Hükümetin maaş krizini çözmek için zorunlu veya gönüllü erken emekliliğe kapı açmak veya alışılmadık gelir arayışı dahil olmak üzere sert çözümlere başvurabileceği belirtiliyor.

 İsrail'in kesinti yaptığı vergi gelirleri

İsrail ile Filistin Kurtuluş Örgütü arasında 1994'te imzalanan Paris Ekonomi Protokolü gereğince İsrail yönetiminin, kontrolü altındaki sınır kapılarından Filistinliler adına topladığı vergileri, Filistin hazinesine aktarması gerekiyor.

Filistin yönetiminin İsrail hapishanelerindeki tutuklulara, ailelerine ve şehit ailelerine maddi yardım yapmasına itiraz eden İsrail yönetimi, 2018'de Filistinlilerin gümrük vergilerinden bir kısmını kesme hakkına ilişkin kanun çıkardı.

İsrail'in aşırı sağcı Maliye Bakanı Bezalel Smotrich de İsrail'in 7 Ekim 2023'te Gazze Şeridi'ne başlattığı saldırılardan bu yana geçen süredeki vergi gelirlerinin tamamını Filistin yönetimine devretmeyi reddetti.

İsrail, Filistin'in ithal ettiği malların gümrük vergilerini "Filistin yönetimi adına" topluyor ve Filistin'e ortalama aylık 220 milyon dolar ödeme yapıyor.

Kasım ayında Filistin yönetimi, İsrail'in Gazze'ye tahsis edilen miktarda kesinti yaptığı ödemeyi kabul etmeyip İsrail'e iade etti. Gazze'ye tahsis edilen miktarın ise yaklaşık 75 milyon dolar olduğu belirtiliyor.

İsrail'in, vergilerden yaptığı toplam kesinti ise ayda en az yaklaşık 135 milyon doları buluyor.
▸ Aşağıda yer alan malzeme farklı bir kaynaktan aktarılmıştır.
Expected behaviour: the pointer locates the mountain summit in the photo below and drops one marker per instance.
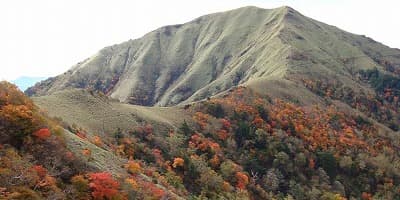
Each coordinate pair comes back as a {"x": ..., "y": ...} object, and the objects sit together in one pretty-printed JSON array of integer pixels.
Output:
[{"x": 246, "y": 46}]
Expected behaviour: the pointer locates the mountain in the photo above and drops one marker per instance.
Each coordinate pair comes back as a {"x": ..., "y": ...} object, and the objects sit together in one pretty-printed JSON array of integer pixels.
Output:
[
  {"x": 24, "y": 82},
  {"x": 261, "y": 104},
  {"x": 192, "y": 61}
]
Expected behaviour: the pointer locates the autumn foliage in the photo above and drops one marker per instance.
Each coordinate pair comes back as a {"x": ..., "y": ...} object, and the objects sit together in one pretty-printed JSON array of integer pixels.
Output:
[
  {"x": 42, "y": 134},
  {"x": 103, "y": 186}
]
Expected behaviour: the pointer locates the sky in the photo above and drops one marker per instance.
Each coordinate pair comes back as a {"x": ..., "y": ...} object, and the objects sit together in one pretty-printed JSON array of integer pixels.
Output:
[{"x": 45, "y": 38}]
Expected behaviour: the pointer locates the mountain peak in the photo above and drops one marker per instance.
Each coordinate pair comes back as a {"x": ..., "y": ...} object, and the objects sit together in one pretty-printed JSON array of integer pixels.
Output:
[{"x": 204, "y": 57}]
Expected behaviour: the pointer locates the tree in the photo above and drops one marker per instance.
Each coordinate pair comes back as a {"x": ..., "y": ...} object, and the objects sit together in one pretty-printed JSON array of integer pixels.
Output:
[
  {"x": 328, "y": 162},
  {"x": 241, "y": 180},
  {"x": 42, "y": 134},
  {"x": 178, "y": 162},
  {"x": 103, "y": 185}
]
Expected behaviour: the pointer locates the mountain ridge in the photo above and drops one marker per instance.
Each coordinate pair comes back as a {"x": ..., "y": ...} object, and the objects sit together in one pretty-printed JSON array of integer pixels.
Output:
[{"x": 183, "y": 63}]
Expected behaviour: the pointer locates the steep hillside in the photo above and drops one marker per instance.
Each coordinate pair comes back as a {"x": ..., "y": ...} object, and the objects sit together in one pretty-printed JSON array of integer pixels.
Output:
[
  {"x": 243, "y": 145},
  {"x": 40, "y": 159},
  {"x": 101, "y": 116},
  {"x": 201, "y": 58}
]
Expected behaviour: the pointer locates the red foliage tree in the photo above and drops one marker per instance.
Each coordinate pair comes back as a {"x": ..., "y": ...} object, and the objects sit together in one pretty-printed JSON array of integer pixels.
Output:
[
  {"x": 42, "y": 134},
  {"x": 103, "y": 185},
  {"x": 242, "y": 180}
]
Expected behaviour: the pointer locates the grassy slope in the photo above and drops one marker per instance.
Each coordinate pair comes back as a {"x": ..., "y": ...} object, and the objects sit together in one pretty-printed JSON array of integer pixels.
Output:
[{"x": 91, "y": 112}]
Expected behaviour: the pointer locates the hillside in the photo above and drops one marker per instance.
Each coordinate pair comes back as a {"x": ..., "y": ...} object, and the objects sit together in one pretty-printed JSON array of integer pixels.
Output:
[
  {"x": 201, "y": 58},
  {"x": 246, "y": 104}
]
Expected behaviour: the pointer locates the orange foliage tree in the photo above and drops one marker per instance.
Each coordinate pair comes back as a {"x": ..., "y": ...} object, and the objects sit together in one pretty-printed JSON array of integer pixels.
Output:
[
  {"x": 42, "y": 134},
  {"x": 103, "y": 185}
]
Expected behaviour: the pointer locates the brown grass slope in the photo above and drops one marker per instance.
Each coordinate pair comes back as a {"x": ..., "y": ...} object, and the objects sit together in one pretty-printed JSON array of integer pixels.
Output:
[
  {"x": 99, "y": 115},
  {"x": 252, "y": 46}
]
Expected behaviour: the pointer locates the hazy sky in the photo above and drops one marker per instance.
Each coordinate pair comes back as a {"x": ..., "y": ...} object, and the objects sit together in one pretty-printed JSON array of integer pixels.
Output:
[{"x": 46, "y": 37}]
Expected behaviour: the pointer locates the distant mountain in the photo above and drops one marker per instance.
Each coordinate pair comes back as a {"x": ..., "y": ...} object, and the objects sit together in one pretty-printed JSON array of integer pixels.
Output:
[
  {"x": 24, "y": 82},
  {"x": 291, "y": 108},
  {"x": 201, "y": 58}
]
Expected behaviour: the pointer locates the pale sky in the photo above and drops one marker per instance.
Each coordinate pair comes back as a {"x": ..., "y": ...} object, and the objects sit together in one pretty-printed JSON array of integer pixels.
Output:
[{"x": 47, "y": 37}]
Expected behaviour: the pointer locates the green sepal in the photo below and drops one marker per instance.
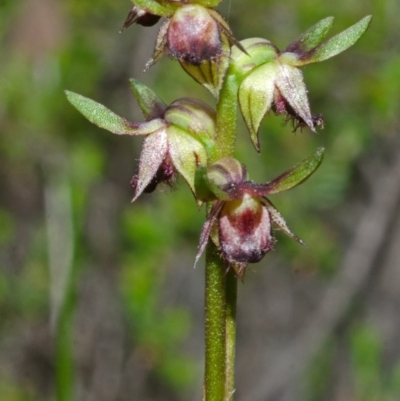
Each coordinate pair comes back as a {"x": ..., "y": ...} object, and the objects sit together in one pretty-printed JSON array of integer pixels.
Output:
[
  {"x": 187, "y": 154},
  {"x": 335, "y": 45},
  {"x": 258, "y": 52},
  {"x": 256, "y": 94},
  {"x": 296, "y": 175},
  {"x": 312, "y": 37},
  {"x": 150, "y": 104},
  {"x": 98, "y": 114},
  {"x": 163, "y": 8},
  {"x": 202, "y": 189},
  {"x": 211, "y": 73}
]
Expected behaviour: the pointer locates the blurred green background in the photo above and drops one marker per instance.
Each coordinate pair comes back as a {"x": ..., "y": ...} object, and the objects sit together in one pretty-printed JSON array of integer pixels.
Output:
[{"x": 98, "y": 297}]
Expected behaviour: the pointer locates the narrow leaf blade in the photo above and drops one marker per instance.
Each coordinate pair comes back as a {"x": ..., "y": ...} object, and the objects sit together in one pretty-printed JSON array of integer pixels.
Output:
[
  {"x": 99, "y": 115},
  {"x": 338, "y": 43},
  {"x": 150, "y": 104},
  {"x": 312, "y": 37},
  {"x": 296, "y": 175}
]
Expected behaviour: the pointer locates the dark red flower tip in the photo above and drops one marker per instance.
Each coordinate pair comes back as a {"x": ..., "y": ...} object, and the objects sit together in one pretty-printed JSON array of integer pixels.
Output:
[{"x": 165, "y": 174}]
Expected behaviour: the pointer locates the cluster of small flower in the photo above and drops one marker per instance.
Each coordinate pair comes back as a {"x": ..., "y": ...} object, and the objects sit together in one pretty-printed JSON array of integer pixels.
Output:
[{"x": 183, "y": 138}]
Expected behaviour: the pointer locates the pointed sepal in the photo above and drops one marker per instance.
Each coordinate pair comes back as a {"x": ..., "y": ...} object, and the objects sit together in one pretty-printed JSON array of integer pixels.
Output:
[
  {"x": 311, "y": 38},
  {"x": 335, "y": 45},
  {"x": 295, "y": 176},
  {"x": 100, "y": 115},
  {"x": 279, "y": 221},
  {"x": 256, "y": 94},
  {"x": 154, "y": 152},
  {"x": 150, "y": 104},
  {"x": 187, "y": 154}
]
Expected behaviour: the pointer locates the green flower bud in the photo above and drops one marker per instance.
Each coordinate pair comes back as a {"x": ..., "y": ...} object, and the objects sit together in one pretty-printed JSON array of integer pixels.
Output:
[
  {"x": 242, "y": 216},
  {"x": 178, "y": 137}
]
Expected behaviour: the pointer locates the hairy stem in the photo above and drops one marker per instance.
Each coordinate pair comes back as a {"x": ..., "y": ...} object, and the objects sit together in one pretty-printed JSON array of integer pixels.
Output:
[
  {"x": 230, "y": 334},
  {"x": 215, "y": 326},
  {"x": 221, "y": 287}
]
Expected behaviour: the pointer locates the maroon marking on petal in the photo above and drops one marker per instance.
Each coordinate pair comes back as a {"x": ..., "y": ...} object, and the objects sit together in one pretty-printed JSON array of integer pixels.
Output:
[
  {"x": 193, "y": 40},
  {"x": 165, "y": 174},
  {"x": 245, "y": 231}
]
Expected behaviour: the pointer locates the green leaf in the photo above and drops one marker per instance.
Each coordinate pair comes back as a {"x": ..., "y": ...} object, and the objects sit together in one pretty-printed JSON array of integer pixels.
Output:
[
  {"x": 150, "y": 104},
  {"x": 98, "y": 114},
  {"x": 256, "y": 94},
  {"x": 312, "y": 37},
  {"x": 163, "y": 8},
  {"x": 295, "y": 175},
  {"x": 337, "y": 44}
]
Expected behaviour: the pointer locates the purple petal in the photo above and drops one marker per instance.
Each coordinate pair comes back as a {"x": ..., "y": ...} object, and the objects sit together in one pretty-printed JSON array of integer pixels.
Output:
[
  {"x": 154, "y": 151},
  {"x": 205, "y": 233}
]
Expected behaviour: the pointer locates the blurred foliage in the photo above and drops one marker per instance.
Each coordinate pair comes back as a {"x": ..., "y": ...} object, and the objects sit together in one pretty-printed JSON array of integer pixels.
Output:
[{"x": 42, "y": 138}]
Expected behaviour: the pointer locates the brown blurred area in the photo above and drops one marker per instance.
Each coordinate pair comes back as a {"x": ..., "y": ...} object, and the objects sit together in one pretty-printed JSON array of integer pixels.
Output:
[{"x": 71, "y": 328}]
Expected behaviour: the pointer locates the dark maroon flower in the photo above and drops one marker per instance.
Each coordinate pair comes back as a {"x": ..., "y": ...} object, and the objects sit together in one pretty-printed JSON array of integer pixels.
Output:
[{"x": 241, "y": 220}]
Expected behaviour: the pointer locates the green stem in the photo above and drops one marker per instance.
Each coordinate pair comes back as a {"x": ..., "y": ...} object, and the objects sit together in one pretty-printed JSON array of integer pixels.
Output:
[
  {"x": 227, "y": 117},
  {"x": 221, "y": 287},
  {"x": 230, "y": 334},
  {"x": 215, "y": 309}
]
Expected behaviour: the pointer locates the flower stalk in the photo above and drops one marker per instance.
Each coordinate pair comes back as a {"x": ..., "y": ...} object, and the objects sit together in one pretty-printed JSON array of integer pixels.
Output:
[{"x": 190, "y": 139}]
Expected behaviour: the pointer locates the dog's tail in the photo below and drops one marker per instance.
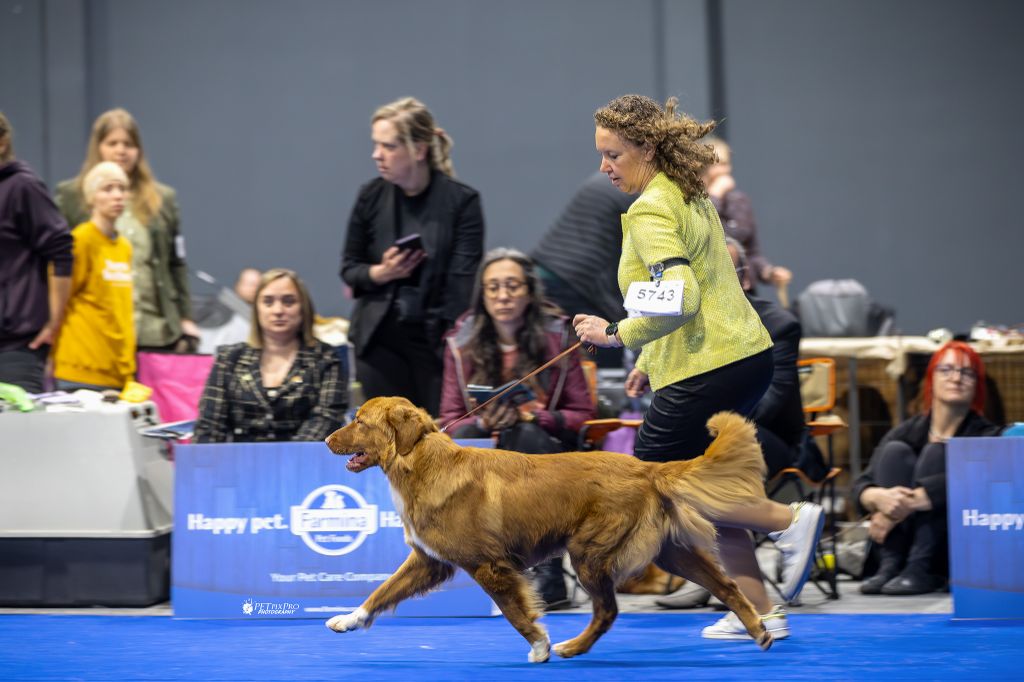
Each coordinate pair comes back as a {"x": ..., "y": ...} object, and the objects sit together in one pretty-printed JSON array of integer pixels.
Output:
[{"x": 700, "y": 491}]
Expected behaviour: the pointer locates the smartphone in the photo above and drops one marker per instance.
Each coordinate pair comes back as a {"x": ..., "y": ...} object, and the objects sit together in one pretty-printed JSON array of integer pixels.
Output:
[{"x": 410, "y": 243}]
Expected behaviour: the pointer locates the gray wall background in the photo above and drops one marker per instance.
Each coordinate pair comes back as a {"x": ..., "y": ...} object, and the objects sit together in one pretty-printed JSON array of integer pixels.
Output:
[{"x": 877, "y": 138}]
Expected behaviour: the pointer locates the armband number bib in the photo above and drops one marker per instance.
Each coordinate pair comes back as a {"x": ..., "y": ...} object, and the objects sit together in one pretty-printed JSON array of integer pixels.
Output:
[{"x": 649, "y": 299}]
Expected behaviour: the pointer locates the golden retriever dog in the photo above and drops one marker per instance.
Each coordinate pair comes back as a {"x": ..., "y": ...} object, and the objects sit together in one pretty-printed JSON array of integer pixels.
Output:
[{"x": 495, "y": 513}]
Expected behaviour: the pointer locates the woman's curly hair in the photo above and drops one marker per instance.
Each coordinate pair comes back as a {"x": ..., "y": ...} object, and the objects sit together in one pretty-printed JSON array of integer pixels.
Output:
[{"x": 673, "y": 135}]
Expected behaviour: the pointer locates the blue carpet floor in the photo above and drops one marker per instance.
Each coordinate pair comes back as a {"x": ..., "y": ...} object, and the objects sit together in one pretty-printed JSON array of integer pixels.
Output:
[{"x": 640, "y": 646}]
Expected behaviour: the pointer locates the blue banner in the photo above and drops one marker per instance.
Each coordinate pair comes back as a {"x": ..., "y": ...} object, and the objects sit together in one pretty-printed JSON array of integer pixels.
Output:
[
  {"x": 285, "y": 530},
  {"x": 985, "y": 497}
]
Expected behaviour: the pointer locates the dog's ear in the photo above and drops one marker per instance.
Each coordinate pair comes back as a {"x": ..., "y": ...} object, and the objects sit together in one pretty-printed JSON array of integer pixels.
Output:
[{"x": 410, "y": 424}]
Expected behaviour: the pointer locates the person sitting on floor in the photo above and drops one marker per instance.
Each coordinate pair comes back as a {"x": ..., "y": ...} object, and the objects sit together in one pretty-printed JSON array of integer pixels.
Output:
[
  {"x": 904, "y": 485},
  {"x": 283, "y": 384},
  {"x": 509, "y": 331}
]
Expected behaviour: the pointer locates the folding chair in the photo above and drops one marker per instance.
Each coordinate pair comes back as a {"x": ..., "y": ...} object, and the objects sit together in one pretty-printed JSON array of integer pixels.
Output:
[{"x": 817, "y": 391}]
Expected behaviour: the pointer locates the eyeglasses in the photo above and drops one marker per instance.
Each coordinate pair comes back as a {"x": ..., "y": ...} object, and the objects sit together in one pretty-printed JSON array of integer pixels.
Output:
[
  {"x": 966, "y": 373},
  {"x": 513, "y": 287}
]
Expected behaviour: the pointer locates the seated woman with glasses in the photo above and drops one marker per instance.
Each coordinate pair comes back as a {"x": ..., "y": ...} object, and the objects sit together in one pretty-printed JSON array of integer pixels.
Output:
[
  {"x": 509, "y": 331},
  {"x": 904, "y": 485}
]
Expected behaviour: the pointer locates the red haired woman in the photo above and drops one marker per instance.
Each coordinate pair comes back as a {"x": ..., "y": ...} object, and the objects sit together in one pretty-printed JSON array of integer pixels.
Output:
[{"x": 904, "y": 486}]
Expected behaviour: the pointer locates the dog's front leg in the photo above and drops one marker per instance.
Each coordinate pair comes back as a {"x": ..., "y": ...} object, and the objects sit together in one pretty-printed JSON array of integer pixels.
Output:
[{"x": 418, "y": 574}]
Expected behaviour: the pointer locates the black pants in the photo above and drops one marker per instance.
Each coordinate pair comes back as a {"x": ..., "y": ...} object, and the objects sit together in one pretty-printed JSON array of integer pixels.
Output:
[
  {"x": 919, "y": 541},
  {"x": 24, "y": 368},
  {"x": 676, "y": 424},
  {"x": 401, "y": 360}
]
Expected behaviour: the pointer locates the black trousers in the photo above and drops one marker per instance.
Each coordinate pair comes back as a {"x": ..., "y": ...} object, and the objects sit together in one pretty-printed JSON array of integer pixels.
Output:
[
  {"x": 920, "y": 541},
  {"x": 400, "y": 359},
  {"x": 24, "y": 368},
  {"x": 676, "y": 424}
]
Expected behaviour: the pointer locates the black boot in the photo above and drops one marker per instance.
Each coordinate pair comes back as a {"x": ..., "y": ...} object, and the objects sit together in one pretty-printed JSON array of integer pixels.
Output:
[{"x": 551, "y": 584}]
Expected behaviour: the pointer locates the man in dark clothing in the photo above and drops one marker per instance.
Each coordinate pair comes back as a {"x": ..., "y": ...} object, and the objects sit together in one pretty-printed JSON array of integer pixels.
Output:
[
  {"x": 33, "y": 235},
  {"x": 578, "y": 258}
]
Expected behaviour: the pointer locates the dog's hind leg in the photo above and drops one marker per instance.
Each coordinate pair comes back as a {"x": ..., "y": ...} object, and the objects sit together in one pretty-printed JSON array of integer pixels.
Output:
[
  {"x": 517, "y": 601},
  {"x": 418, "y": 574},
  {"x": 699, "y": 566},
  {"x": 601, "y": 588}
]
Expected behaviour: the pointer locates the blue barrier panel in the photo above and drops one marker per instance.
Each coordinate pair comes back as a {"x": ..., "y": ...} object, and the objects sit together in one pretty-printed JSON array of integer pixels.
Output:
[
  {"x": 985, "y": 483},
  {"x": 285, "y": 530}
]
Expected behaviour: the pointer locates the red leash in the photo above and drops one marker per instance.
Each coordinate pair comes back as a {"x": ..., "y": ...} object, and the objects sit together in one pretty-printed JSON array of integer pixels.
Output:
[{"x": 534, "y": 373}]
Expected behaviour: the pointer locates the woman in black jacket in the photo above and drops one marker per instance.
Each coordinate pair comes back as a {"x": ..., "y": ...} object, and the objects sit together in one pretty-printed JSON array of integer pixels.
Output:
[
  {"x": 407, "y": 298},
  {"x": 904, "y": 485}
]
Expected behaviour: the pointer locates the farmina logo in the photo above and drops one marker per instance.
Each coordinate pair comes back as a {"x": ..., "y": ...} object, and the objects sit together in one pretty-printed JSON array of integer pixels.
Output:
[{"x": 1006, "y": 521}]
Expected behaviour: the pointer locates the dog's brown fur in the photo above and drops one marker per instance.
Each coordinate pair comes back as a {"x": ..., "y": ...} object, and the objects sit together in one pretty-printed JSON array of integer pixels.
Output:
[{"x": 495, "y": 513}]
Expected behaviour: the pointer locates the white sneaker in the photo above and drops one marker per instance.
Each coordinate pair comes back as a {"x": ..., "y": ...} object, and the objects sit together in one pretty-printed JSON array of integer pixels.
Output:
[
  {"x": 729, "y": 627},
  {"x": 798, "y": 544}
]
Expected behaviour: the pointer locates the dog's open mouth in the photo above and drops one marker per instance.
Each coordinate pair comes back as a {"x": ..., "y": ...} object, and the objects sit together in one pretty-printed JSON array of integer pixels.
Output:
[{"x": 356, "y": 462}]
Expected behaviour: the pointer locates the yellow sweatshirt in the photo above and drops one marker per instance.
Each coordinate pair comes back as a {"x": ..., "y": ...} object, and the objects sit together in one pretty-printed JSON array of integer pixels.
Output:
[{"x": 97, "y": 340}]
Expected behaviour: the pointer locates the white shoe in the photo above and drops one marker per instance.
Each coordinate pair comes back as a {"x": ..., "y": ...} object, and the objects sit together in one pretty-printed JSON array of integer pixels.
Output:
[
  {"x": 729, "y": 627},
  {"x": 798, "y": 544}
]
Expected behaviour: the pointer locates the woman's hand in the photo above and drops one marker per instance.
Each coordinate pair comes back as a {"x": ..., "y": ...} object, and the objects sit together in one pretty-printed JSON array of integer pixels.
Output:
[
  {"x": 396, "y": 264},
  {"x": 880, "y": 527},
  {"x": 637, "y": 383},
  {"x": 499, "y": 416},
  {"x": 590, "y": 329}
]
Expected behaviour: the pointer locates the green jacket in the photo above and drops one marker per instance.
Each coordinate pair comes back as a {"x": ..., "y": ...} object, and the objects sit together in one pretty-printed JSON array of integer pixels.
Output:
[{"x": 170, "y": 274}]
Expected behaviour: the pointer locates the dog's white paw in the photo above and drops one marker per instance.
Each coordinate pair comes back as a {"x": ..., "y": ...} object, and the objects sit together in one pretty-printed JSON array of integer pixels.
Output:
[
  {"x": 346, "y": 622},
  {"x": 540, "y": 650}
]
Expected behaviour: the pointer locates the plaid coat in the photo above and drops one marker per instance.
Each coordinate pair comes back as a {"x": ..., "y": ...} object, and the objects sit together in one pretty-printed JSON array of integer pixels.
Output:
[{"x": 308, "y": 406}]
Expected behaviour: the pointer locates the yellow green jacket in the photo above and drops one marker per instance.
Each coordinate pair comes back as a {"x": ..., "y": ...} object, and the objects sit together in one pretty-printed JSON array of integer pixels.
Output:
[
  {"x": 97, "y": 339},
  {"x": 718, "y": 325}
]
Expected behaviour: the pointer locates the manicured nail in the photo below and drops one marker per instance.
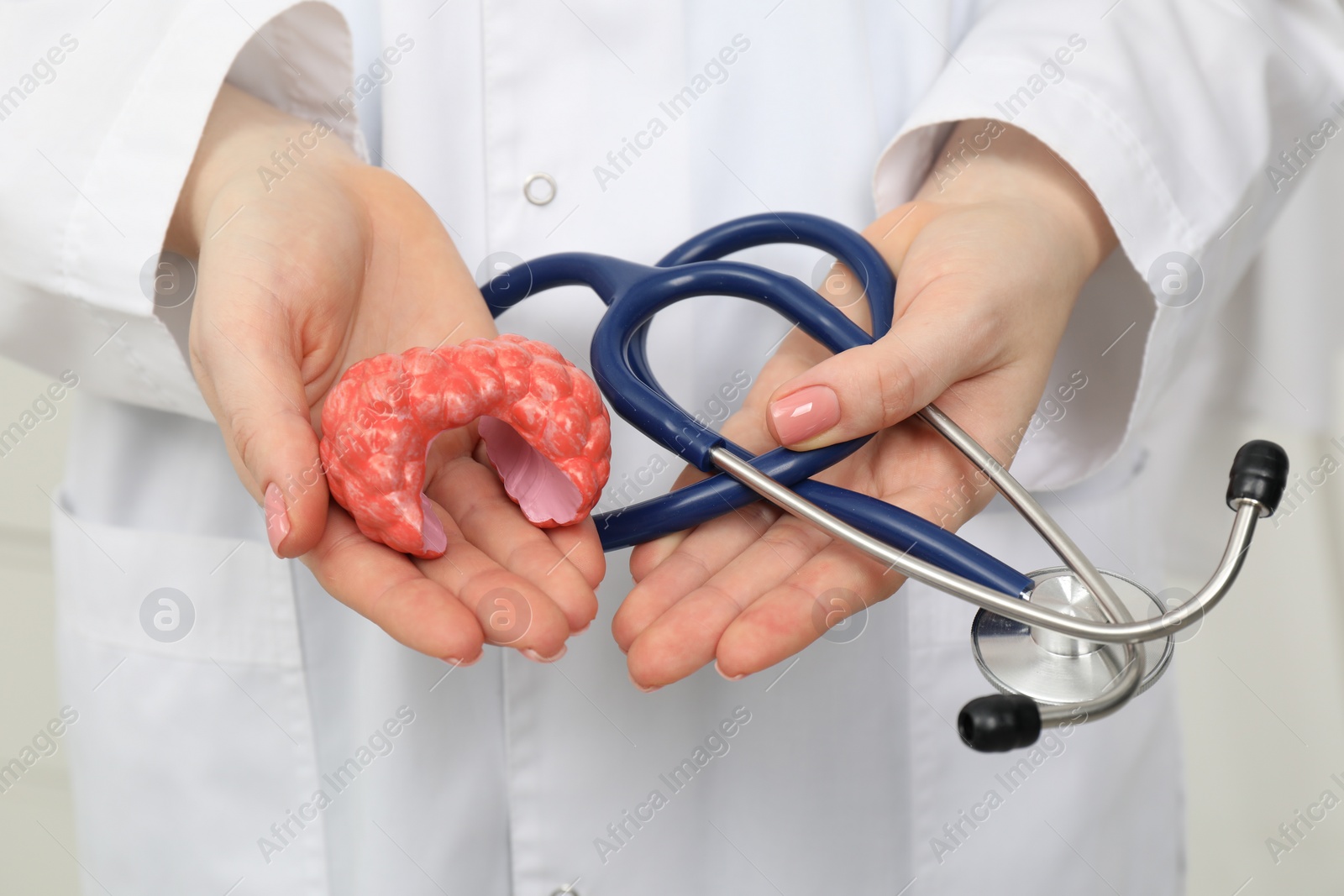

Donör ülkelerin güveninin yeniden kazanılması

ABD ve Arap ülkeleri başta olmak üzere, 2017'den bu yana Filistin'e yönelik yıllık ortalama 1,1 milyar dolar tutarındaki yabancı yardımlar hızla azalmaya başladı.

G7, UCM'nin Netanyahu ve Gallant hakkındaki tutuklama emrini pazartesi görüşecek G7, UCM'nin Netanyahu ve Gallant hakkındaki tutuklama emrini pazartesi görüşecek

Filistin'e verilen ortalama dış destek, halihazırda yıllık yaklaşık 350 milyon dolar olup, bu desteğin yüzde 80'i Avrupa Birliği'nden, geri kalanı ise Dünya Bankası ve bireysel bağışçılardan geliyor.

Filistin yönetimini şeffaf olmamakla suçlayan donör ülkelerin bazıları bu yardımları kısma, bazıları da askıya alma yoluna gitti.

ABD ise eski Başkan Donald Trump döneminde bu yardımları durdurma kararı aldı.

Suudi Arabistan'ın başını çektiği Arap bağışçılar ise Filistin hükümetine yönelik hibe ve yardımların askıya alınmasının nedenini net bir şekilde açıklamadı. Yardımların kısılması ve askıya alınması ise Filistin hükümetini giderek artan bir mali krize sürükledi.